Email Threat Analysis: Rapid .eml Triage Commands for Analysts

Scenario: I got a suspicious email and I want to examine it. Let's download it and examine the raw .eml without interacting with it in the browser so this can be done safely.

This is part of a series. This entry focuses on email contents only; attachment examination and IP tracking are separate follow-ups.

View series

TL;DR

Copy + isolate the file.
Split headers and pull key fields.
Extract IOCs (URLs, domains, attachments).

1) Safe copy + workspace

mkdir -p triage && cp suspicious-email.eml triage/ && cd triage

Objective: create an isolated workspace so evidence stays intact.

mkdir -p triage creates a folder named triage.
cp suspicious-email.eml triage/ copies suspicious-email.eml and places it in the newly created triage folder.
cd triage changing out directory to the the triage folder that now contains our .eml file.

Why: isolates evidence and prevents accidental modification of the original.

2) Extract headers only

sed -n '1,/^$/p' sample.eml > headers.txt

Objective: separate headers (routing/auth) from the body.

sed a stream editor for filtering and extracting specific lines or ranges from text files.
-n stops sed from printing everything by default.
1,/^$/p This prints everything from the top of the file up to the first empty line, since email headers are traditionally packed together and separated from the message body by a single blank line; if that break isn’t present, the email is likely malformed or corrupted.
Output goes to headers.txt for quick parsing.

Why: headers contain routing and auth signals without all that noise from the body.

3) Pull key header fields

grep -nEi '^(from:|to:|reply-to:|subject:|date:|message-id:|return-path:|authentication-results:|received:|dkim-signature:|content-type:)' headers.txt

Objective: extract identity, auth, and content-type signals.

-n shows line numbers.
-E enables | for OR matching.
-i makes header names case-insensitive.
Focus on From vs Return-Path and Reply-To mismatches.

Why: answers identity, auth, and content-type questions.

4) Show the Received chain

grep -nEi '^received:' headers.txt

Objective: map the hop trail to find the real sender path.

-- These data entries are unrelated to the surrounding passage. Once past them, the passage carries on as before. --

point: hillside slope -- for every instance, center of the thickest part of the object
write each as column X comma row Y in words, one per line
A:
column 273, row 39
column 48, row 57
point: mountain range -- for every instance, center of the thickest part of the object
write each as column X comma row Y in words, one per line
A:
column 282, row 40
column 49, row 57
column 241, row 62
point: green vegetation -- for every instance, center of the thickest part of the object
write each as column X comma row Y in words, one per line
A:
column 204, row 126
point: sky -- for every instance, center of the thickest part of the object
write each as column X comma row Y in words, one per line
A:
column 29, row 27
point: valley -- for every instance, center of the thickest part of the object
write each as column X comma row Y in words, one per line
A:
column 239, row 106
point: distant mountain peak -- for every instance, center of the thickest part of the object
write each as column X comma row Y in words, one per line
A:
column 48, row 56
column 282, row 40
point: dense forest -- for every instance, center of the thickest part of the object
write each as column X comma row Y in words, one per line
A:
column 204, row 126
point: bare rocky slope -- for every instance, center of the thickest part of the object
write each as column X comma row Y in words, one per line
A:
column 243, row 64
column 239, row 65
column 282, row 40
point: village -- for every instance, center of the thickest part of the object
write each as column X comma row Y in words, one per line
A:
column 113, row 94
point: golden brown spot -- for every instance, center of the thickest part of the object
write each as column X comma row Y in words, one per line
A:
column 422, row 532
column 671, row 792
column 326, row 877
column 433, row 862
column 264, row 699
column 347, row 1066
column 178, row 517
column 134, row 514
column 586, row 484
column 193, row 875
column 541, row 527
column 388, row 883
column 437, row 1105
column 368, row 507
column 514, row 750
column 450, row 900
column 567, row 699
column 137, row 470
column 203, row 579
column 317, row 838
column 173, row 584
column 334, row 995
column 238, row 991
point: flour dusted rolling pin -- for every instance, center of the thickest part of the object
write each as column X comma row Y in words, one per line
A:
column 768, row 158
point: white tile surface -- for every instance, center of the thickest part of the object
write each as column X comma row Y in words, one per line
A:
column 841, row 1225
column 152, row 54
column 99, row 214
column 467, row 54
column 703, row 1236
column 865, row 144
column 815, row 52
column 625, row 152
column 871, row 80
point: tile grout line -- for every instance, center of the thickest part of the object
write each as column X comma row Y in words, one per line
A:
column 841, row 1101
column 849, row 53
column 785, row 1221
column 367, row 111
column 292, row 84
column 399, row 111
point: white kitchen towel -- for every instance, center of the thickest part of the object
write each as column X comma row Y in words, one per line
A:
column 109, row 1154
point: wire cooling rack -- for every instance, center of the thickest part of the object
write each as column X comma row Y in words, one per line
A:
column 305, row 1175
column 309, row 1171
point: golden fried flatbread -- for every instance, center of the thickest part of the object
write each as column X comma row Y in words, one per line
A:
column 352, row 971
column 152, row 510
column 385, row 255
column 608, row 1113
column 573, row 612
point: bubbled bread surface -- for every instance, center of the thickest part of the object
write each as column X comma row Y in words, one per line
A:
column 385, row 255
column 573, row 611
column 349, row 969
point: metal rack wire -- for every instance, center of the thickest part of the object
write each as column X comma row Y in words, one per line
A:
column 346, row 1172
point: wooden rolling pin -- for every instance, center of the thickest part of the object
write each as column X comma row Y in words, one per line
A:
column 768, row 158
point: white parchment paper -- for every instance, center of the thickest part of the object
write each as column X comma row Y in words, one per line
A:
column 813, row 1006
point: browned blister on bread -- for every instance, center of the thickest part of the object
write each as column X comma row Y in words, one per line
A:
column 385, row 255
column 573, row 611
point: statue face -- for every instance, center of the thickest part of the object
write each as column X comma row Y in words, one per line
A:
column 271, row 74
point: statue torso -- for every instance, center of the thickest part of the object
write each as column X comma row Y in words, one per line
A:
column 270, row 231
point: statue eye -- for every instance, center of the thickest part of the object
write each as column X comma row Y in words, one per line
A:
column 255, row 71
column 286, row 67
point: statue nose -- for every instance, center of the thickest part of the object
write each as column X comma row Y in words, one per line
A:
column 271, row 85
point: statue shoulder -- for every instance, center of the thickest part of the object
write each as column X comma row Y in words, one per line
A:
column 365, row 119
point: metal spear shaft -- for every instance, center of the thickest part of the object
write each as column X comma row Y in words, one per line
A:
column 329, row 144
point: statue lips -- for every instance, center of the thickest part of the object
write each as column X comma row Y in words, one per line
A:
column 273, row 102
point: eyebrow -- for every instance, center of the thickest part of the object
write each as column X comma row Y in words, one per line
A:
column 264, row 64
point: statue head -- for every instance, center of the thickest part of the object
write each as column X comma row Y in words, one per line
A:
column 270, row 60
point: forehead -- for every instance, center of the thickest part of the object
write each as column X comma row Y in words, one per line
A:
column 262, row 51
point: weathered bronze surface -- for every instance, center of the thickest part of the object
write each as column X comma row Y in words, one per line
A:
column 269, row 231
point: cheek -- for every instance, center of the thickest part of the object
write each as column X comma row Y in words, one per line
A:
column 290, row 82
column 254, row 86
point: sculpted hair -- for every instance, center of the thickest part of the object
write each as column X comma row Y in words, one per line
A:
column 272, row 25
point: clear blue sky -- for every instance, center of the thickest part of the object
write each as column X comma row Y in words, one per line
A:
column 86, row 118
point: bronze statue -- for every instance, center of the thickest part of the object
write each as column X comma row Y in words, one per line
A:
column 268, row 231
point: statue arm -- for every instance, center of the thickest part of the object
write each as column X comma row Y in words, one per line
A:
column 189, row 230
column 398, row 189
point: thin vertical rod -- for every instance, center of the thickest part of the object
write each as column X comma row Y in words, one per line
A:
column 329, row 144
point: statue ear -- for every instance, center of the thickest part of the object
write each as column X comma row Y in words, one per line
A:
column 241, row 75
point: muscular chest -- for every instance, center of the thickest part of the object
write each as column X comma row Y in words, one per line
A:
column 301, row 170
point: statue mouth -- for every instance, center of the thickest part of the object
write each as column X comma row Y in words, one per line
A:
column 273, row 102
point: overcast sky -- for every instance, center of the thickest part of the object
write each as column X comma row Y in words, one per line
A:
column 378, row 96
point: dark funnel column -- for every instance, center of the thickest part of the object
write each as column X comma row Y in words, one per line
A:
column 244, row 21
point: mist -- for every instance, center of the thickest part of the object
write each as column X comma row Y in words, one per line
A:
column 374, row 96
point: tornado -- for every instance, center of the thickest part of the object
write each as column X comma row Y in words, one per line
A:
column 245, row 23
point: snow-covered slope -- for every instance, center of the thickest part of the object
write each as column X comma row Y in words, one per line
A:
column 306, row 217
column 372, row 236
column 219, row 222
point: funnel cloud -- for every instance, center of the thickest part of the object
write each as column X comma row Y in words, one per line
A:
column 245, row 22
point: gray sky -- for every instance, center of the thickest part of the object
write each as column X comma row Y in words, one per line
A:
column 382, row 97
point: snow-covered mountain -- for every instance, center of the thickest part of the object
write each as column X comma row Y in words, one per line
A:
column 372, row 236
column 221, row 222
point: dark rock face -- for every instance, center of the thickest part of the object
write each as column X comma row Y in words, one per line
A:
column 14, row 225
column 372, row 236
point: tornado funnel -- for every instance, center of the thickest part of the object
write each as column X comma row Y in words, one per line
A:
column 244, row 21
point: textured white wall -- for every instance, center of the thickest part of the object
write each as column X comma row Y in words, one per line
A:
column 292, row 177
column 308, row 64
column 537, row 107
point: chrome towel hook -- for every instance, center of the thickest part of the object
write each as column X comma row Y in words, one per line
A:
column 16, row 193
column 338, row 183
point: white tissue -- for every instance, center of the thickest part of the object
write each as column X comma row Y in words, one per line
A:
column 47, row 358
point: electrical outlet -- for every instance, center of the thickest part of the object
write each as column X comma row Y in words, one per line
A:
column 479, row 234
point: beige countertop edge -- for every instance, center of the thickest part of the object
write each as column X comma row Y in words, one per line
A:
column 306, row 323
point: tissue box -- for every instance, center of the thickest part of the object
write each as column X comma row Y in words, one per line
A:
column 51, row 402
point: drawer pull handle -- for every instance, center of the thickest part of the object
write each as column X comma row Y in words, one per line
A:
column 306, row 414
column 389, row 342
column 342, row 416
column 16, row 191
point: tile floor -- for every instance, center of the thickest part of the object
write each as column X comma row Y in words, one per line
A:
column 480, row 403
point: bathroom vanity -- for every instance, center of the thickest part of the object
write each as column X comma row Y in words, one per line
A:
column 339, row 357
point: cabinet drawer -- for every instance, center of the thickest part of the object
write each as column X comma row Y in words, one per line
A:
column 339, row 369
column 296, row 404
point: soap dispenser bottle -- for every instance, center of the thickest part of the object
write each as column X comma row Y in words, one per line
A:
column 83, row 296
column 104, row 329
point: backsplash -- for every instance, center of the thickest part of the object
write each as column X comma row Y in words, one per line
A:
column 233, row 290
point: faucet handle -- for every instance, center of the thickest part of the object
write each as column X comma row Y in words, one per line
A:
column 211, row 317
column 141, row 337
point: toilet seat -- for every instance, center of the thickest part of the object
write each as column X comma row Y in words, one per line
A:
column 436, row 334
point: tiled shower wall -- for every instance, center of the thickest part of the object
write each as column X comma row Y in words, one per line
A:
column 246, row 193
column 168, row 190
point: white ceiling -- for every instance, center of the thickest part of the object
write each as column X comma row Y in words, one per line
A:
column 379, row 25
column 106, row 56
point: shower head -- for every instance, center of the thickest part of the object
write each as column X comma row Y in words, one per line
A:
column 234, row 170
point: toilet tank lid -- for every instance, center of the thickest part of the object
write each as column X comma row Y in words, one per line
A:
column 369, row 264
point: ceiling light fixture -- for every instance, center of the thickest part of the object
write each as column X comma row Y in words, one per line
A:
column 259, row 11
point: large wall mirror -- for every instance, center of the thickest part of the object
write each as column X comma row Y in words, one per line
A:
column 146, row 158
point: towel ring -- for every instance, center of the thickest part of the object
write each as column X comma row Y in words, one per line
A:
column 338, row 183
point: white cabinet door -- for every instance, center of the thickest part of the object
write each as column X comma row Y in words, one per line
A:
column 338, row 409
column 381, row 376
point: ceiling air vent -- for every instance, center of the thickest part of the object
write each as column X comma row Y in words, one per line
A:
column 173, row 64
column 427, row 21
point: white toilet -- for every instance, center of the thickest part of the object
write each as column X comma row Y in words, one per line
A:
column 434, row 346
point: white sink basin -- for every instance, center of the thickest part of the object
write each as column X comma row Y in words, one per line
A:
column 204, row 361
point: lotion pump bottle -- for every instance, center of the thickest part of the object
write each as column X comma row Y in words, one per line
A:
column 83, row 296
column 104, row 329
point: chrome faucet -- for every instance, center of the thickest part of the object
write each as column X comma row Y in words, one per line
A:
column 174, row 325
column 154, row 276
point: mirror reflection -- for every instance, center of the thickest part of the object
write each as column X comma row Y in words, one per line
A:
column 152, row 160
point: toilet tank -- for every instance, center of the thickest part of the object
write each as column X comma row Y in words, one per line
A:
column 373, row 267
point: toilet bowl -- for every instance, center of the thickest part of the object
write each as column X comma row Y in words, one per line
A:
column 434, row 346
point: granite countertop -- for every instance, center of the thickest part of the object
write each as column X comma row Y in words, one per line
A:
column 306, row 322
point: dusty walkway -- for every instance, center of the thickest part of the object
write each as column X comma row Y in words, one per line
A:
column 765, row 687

Same grep flags as above; filters only Received: lines.
Bottom-most entry is closest to origin.
Top-most is final delivery.

Why: reveals the real sending infrastructure and odd hops.

5) Extract URLs

grep -Eo 'https?://[^"<> )]+' suspicious-email.eml | sort -u

Objective: list all URLs for IOC review without rendering HTML.

-o prints only the matched URL.
https?:// matches http/https.
[^"<> )]+ stops at common URL terminators.
sort -u deduplicates the list.

Why: URLs are the most common phishing payload and best IOCs.

6) Extract domains from URLs

grep -Eo 'https?://[^"<> )]+' sample.eml | awk -F/ '{print $3}' | sort -u

Objective: reduce URLs to hostnames you can block or pivot on.

awk: a text processing tool that reads input line by line, splits each line into fields, and allows operations on those fields using simple rules.
F/: sets / as the field separator, telling awk to split each line wherever a slash appears.
{print $3}: outputs only the third field from each split line.

Why field 3: when a URL like https://example.com/path is split on /, the resulting fields are:

https:
(empty, due to the //)
example.com
path

Because the hostname consistently appears in the third field, $3 is used instead of $2 (empty) or later fields that represent the URL path.

Why: Domains you can check and block.

7) Check for attachments

grep -nEi 'content-disposition:|filename=' suspicious-email.eml

Objective: decide if attachment handling is required.

content-disposition and filename= are the usual attachment markers.
Answer the question: "Do I need attachment analysis?"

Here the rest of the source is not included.